Álex tertawa, lega yang nyata kali ini, bercampur dengan rasa hangat yang sulit ia jelaskan. “Aku janji, Papá.”
Malam itu, setelah toko tutup dan Álex sudah naik ke kamarnya, Carlos berdiri sendirian sebentar di lantai tiga, menatap rak-rak ramuan yang baru saja mereka susun ulang, sebelum bergumam pelan pada dirinya sendiri—kalimat yang tidak pernah didengar siapa pun, dan karena itu, tidak pernah benar-benar dianggap penting oleh siapa pun, termasuk dirinya sendiri.
“Bukan pacar,” gumamnya, lebih kepada keheranan daripada kecurigaan, mengingat kembali cara berjalan anaknya yang ia bandingkan dengan istrinya sendiri. “Tapi sesuatu yang berat. Seberat apa, Helena yang biasa bawa pulang dari UID.”
Ia menggeleng, mengusir pikiran itu seperti mengusir lalat yang mengganggu, lalu mematikan lampu lantai tiga dan turun ke bawah, kembali ke dunianya yang lebih sederhana: jingle iklan, stok minyak zaitun, dan satu kardus turrón eksperimental yang masih menunggu untuk dicoba ulang dengan formula yang—ia yakin kali ini—pasti akan berhasil.

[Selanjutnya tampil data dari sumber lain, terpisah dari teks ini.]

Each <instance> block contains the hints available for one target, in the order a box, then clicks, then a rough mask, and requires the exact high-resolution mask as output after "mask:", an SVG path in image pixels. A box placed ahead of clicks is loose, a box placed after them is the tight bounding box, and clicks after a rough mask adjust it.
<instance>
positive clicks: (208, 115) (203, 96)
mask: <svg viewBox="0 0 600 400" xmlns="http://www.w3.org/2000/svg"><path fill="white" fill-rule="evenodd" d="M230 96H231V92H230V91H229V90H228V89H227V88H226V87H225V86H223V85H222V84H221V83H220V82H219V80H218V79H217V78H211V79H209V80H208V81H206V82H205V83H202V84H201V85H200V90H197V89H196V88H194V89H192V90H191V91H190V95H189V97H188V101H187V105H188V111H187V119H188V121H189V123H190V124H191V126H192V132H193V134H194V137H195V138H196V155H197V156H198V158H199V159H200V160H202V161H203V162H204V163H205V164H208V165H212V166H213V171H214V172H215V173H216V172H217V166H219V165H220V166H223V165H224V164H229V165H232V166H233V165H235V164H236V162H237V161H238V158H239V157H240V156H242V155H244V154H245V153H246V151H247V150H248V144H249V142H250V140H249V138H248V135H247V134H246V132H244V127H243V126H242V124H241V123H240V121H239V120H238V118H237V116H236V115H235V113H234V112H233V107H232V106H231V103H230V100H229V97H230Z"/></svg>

Ia tidak tahu seberapa dekat ia baru saja berdiri di tepi kebenaran. Dan mungkin, untuk sekarang, itu lebih baik begitu.
[^1]: Alegría — (Sp.) “kebahagiaan/sukacita”, kata yang dicoba Carlos sajak-kan dengan nama produk minyak zaitunnya, meski hasilnya secara teknis bukan rima yang benar.